The shift towards this model is nonsensical: despite analysts predicting this would be the last console generation — and Sony even hinting in the past that the PS5 is still an “if” — consumers are lapping up the PS4 and the Xbox One at record rates, particularly Sony’s console, which at current rates will overtake the PlayStation 2. We’re being told that the current model is unsustainable, yet here we are, actual proof that it is.
A console game is simple in execution: buy the disc, don’t worry about its compatibility, put it in and play the game. We’re moving towards a digital era now, fair enough, but the primary appeal of the console appears at odds with what Sony is seemingly doing here with the PlayStation 4K.

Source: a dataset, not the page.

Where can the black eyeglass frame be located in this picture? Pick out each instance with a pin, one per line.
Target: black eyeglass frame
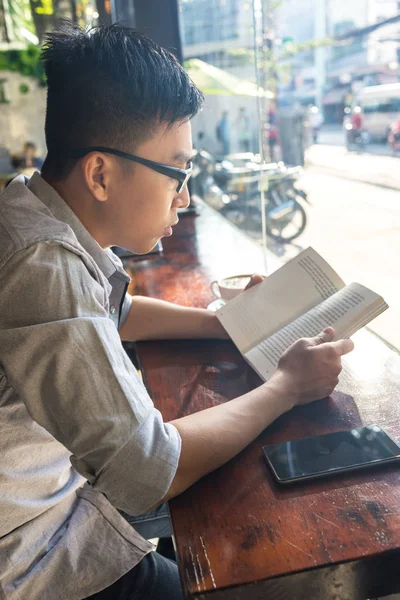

Maybe they’re future-proofing and preparing for a new console era. But claiming this new console won’t “split” the user base is just wrong. You’re looking at pricier and longer development cycles, and eventually a shift towards a more powerful piece of hardware. If you’re a frustrated PS4 owner right now, you’re certainly not alone. The reported specs sound interesting, but you really have to question whether this is the right direction for the console market, and whether Sony is really doing right by its record-setting user base.
What are your thoughts on the PlayStation 4K?